Short-bowel syndrome (SBS) is a relatively common disease of insufficient small-bowel absorptive capacity with an estimated 5-year mortality rate of 37.5%, mostly because of sepsis and liver failure associated with central venous access and parenteral nutrition (1,2). Manifestations of SBS include growth retardation, malnutrition, diarrhea and frequent infection. Sources of infection include central venous access and bacterial overgrowth within chronically dilated bowel. One complication of bacterial overgrowth is d-lactic acidosis, a syndrome of neurological disturbances and acidemia first described in 1979 (3). Patients present with recurrent, often escalating episodes of neurological derangement associated with acidosis, widened anion gap and elevated levels of plasma d-lactic acid. d-Lactic acid, the product of anaerobic carbohydrate metabolism by resident intestinal bacteria, is believed to cause acidosis because it is metabolized much more slowly than l-lactic acid and therefore accumulates if produced in abundance. In the case of SBS, decreased absorption of enteral carbohydrates and bacterial overgrowth are thought to lead to increased bacterial production of lactic acid. The responsible bacteria may colonize the remnant small or large intestine as a result of stasis and dysmotility within chronically dilated bowel or administration of probiotic medications such as the gram-positive anaerobic rod Lactobacillus acidophilus (4,5). Traditional treatment of this disease consists of altering the intestinal flora with antibiotics and minimizing the metabolic substrate by using a low-carbohydrate diet (6). Unfortunately, these therapies are not always successful, and refractory cases are a difficult management problem in this chronically ill patient population.

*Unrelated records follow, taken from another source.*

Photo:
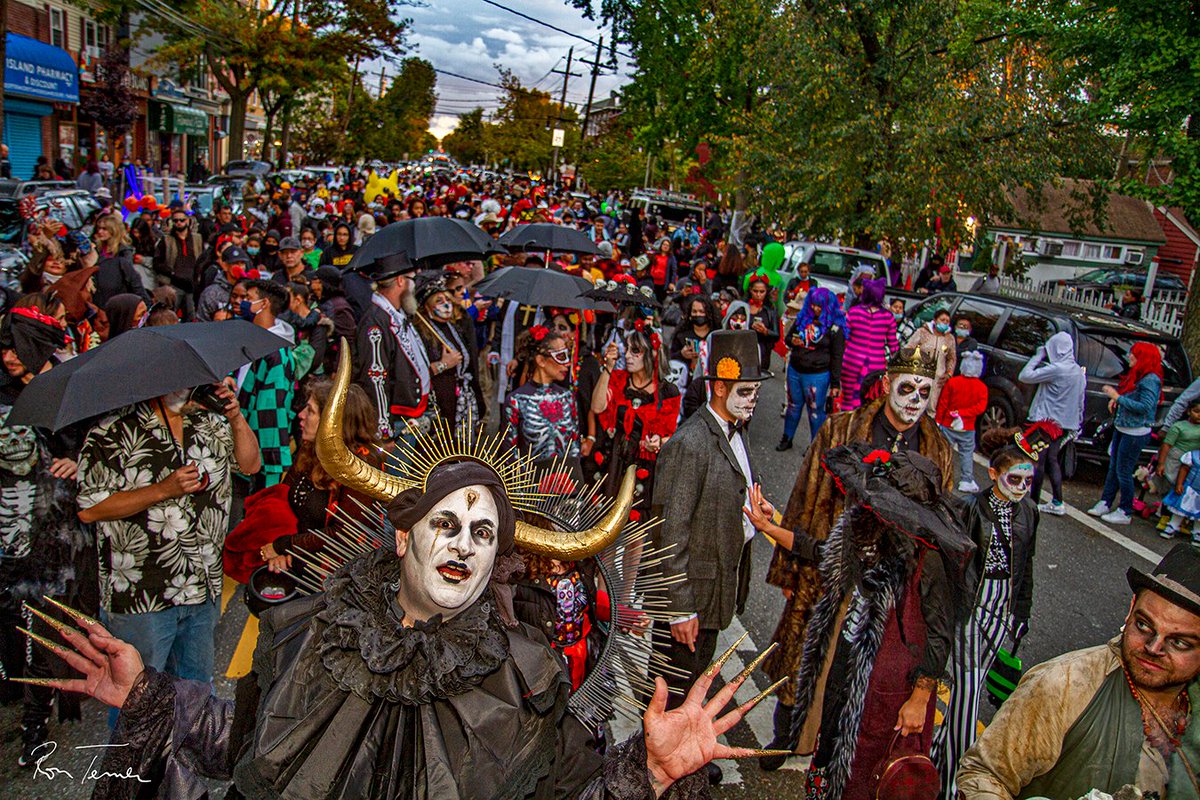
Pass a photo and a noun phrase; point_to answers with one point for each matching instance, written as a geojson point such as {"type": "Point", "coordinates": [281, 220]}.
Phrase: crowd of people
{"type": "Point", "coordinates": [899, 571]}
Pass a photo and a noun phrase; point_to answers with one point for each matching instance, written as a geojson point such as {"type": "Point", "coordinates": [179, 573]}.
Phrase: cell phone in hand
{"type": "Point", "coordinates": [207, 397]}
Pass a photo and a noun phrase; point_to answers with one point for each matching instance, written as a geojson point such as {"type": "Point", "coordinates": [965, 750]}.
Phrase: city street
{"type": "Point", "coordinates": [1080, 596]}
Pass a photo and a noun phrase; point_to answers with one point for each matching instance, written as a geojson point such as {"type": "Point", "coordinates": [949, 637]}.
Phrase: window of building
{"type": "Point", "coordinates": [58, 29]}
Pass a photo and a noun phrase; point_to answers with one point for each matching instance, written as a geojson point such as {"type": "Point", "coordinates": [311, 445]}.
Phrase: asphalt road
{"type": "Point", "coordinates": [1080, 597]}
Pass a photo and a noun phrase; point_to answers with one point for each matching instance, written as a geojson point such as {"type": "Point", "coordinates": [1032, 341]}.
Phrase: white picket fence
{"type": "Point", "coordinates": [1162, 310]}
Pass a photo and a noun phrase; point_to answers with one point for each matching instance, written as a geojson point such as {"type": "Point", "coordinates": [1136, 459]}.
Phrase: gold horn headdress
{"type": "Point", "coordinates": [516, 471]}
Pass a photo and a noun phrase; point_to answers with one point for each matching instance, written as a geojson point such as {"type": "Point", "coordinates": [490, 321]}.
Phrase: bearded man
{"type": "Point", "coordinates": [897, 423]}
{"type": "Point", "coordinates": [1110, 716]}
{"type": "Point", "coordinates": [403, 678]}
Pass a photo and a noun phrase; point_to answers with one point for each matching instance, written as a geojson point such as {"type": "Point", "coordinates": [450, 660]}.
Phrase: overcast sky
{"type": "Point", "coordinates": [471, 37]}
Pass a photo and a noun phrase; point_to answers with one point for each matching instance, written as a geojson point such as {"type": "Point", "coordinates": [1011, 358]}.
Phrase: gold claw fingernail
{"type": "Point", "coordinates": [78, 615]}
{"type": "Point", "coordinates": [715, 667]}
{"type": "Point", "coordinates": [58, 625]}
{"type": "Point", "coordinates": [754, 665]}
{"type": "Point", "coordinates": [42, 641]}
{"type": "Point", "coordinates": [763, 695]}
{"type": "Point", "coordinates": [36, 681]}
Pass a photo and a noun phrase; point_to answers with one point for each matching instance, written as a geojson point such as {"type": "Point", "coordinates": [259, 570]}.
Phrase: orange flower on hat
{"type": "Point", "coordinates": [729, 368]}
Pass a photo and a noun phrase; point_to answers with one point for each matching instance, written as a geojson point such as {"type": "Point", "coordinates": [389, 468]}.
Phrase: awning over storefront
{"type": "Point", "coordinates": [173, 118]}
{"type": "Point", "coordinates": [40, 71]}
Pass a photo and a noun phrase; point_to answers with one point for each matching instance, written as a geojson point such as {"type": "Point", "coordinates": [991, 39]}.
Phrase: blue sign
{"type": "Point", "coordinates": [39, 70]}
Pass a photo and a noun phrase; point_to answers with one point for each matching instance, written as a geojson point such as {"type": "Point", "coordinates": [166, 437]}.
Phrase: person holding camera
{"type": "Point", "coordinates": [155, 480]}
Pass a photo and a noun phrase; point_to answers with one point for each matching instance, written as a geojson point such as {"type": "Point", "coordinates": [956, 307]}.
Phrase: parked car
{"type": "Point", "coordinates": [21, 188]}
{"type": "Point", "coordinates": [1114, 277]}
{"type": "Point", "coordinates": [1009, 331]}
{"type": "Point", "coordinates": [73, 208]}
{"type": "Point", "coordinates": [831, 265]}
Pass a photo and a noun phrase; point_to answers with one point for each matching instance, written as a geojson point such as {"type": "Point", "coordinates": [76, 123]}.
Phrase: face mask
{"type": "Point", "coordinates": [909, 397]}
{"type": "Point", "coordinates": [246, 310]}
{"type": "Point", "coordinates": [742, 400]}
{"type": "Point", "coordinates": [449, 557]}
{"type": "Point", "coordinates": [1015, 481]}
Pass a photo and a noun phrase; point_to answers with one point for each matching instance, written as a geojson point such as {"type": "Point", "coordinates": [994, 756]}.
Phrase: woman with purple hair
{"type": "Point", "coordinates": [816, 341]}
{"type": "Point", "coordinates": [873, 336]}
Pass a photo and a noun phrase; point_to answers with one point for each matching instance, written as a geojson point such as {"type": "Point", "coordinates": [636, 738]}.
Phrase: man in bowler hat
{"type": "Point", "coordinates": [702, 481]}
{"type": "Point", "coordinates": [1116, 715]}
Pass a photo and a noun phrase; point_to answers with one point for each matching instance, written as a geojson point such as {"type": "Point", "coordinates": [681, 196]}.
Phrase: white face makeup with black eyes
{"type": "Point", "coordinates": [448, 557]}
{"type": "Point", "coordinates": [909, 396]}
{"type": "Point", "coordinates": [742, 400]}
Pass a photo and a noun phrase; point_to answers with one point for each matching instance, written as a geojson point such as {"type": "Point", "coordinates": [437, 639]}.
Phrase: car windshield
{"type": "Point", "coordinates": [11, 224]}
{"type": "Point", "coordinates": [1108, 356]}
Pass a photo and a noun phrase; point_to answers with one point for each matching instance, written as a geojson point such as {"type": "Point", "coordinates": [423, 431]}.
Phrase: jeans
{"type": "Point", "coordinates": [1125, 452]}
{"type": "Point", "coordinates": [811, 390]}
{"type": "Point", "coordinates": [964, 443]}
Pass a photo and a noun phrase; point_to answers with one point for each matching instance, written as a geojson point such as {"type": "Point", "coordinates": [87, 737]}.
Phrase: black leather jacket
{"type": "Point", "coordinates": [979, 524]}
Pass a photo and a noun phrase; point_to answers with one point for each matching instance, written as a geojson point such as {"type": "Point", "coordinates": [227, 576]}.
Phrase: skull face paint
{"type": "Point", "coordinates": [742, 400]}
{"type": "Point", "coordinates": [448, 557]}
{"type": "Point", "coordinates": [1015, 481]}
{"type": "Point", "coordinates": [909, 396]}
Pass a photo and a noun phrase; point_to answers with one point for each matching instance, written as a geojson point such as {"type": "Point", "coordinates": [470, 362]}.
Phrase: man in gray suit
{"type": "Point", "coordinates": [702, 480]}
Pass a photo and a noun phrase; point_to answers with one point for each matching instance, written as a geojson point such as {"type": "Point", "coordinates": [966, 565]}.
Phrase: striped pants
{"type": "Point", "coordinates": [971, 657]}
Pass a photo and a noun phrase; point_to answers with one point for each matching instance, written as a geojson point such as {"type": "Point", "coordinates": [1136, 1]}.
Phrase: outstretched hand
{"type": "Point", "coordinates": [684, 739]}
{"type": "Point", "coordinates": [111, 667]}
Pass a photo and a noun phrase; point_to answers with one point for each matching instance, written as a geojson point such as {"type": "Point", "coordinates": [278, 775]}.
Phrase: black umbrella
{"type": "Point", "coordinates": [427, 242]}
{"type": "Point", "coordinates": [546, 235]}
{"type": "Point", "coordinates": [139, 365]}
{"type": "Point", "coordinates": [534, 286]}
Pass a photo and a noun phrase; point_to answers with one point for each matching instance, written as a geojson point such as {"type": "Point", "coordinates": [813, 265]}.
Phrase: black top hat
{"type": "Point", "coordinates": [1176, 578]}
{"type": "Point", "coordinates": [733, 355]}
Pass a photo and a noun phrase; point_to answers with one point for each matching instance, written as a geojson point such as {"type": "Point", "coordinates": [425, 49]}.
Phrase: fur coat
{"type": "Point", "coordinates": [814, 507]}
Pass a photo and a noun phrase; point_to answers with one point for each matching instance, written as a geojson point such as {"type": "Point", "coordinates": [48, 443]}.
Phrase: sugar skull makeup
{"type": "Point", "coordinates": [742, 400]}
{"type": "Point", "coordinates": [1015, 481]}
{"type": "Point", "coordinates": [909, 396]}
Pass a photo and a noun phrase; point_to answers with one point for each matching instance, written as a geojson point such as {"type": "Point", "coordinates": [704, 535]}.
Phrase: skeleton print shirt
{"type": "Point", "coordinates": [168, 554]}
{"type": "Point", "coordinates": [544, 421]}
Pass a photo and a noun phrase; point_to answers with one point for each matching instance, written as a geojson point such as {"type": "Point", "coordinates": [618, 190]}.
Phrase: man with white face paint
{"type": "Point", "coordinates": [895, 423]}
{"type": "Point", "coordinates": [702, 482]}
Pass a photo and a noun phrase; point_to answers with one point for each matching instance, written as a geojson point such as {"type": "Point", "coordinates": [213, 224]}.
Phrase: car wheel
{"type": "Point", "coordinates": [999, 414]}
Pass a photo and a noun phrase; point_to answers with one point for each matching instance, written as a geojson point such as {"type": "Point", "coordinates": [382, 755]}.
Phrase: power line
{"type": "Point", "coordinates": [555, 28]}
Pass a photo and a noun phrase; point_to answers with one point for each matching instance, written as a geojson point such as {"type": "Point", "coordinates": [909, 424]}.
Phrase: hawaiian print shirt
{"type": "Point", "coordinates": [544, 421]}
{"type": "Point", "coordinates": [168, 554]}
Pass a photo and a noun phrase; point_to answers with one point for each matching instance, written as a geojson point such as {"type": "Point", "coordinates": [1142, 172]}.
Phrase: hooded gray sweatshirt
{"type": "Point", "coordinates": [1061, 383]}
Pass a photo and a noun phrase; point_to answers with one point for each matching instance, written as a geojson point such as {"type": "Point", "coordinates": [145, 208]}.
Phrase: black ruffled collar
{"type": "Point", "coordinates": [369, 653]}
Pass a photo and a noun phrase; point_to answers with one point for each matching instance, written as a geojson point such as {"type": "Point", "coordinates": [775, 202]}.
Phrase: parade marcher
{"type": "Point", "coordinates": [637, 410]}
{"type": "Point", "coordinates": [541, 415]}
{"type": "Point", "coordinates": [703, 475]}
{"type": "Point", "coordinates": [871, 340]}
{"type": "Point", "coordinates": [450, 348]}
{"type": "Point", "coordinates": [390, 360]}
{"type": "Point", "coordinates": [964, 398]}
{"type": "Point", "coordinates": [897, 422]}
{"type": "Point", "coordinates": [343, 695]}
{"type": "Point", "coordinates": [1061, 385]}
{"type": "Point", "coordinates": [816, 342]}
{"type": "Point", "coordinates": [1135, 404]}
{"type": "Point", "coordinates": [1002, 521]}
{"type": "Point", "coordinates": [893, 581]}
{"type": "Point", "coordinates": [1105, 717]}
{"type": "Point", "coordinates": [936, 340]}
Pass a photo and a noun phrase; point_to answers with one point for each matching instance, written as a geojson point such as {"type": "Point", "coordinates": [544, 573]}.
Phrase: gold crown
{"type": "Point", "coordinates": [913, 361]}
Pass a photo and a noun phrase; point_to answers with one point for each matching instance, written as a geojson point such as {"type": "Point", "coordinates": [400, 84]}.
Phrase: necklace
{"type": "Point", "coordinates": [1181, 722]}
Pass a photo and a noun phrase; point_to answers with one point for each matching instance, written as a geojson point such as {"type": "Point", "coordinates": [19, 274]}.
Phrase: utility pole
{"type": "Point", "coordinates": [592, 89]}
{"type": "Point", "coordinates": [562, 103]}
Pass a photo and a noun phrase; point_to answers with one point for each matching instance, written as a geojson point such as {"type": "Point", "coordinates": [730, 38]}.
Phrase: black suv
{"type": "Point", "coordinates": [1011, 330]}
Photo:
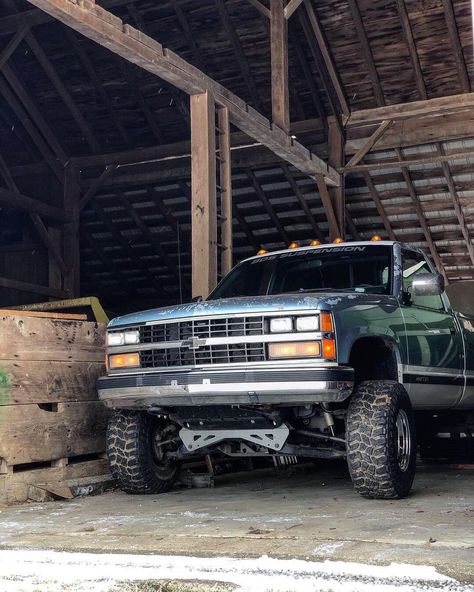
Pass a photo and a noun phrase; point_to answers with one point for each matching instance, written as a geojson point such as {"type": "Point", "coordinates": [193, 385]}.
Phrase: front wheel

Serial transverse enteroplasty (STEP), which involves sequential linear stapling of the dilated bowel from opposite directions to create a new “zig-zag” lengthened and tapered intestinal channel, has gained acceptance in the treatment of patients with SBS since its introduction in 2003 (7–12). In addition, a recent animal study has shown that the STEP procedure reduces bacterial overgrowth in SBS (13). A potential advantage of the STEP operation compared with conventional tapering is its ability to narrow dilated bowel while preserving small-bowel mucosal mass. Thus, the STEP procedure could be a useful therapy for treatment of SBS patients with refractory d-lactic acidosis.
We describe here the case of a patient with SBS who had been relatively well until she developed recurrent episodes of d-lactic acidosis. After failure of medical management, she was successfully treated with the STEP procedure to provide tapering of a massively dilated segment of duodenum that was felt to be a reservoir for d-lactic acid producing bacterial flora.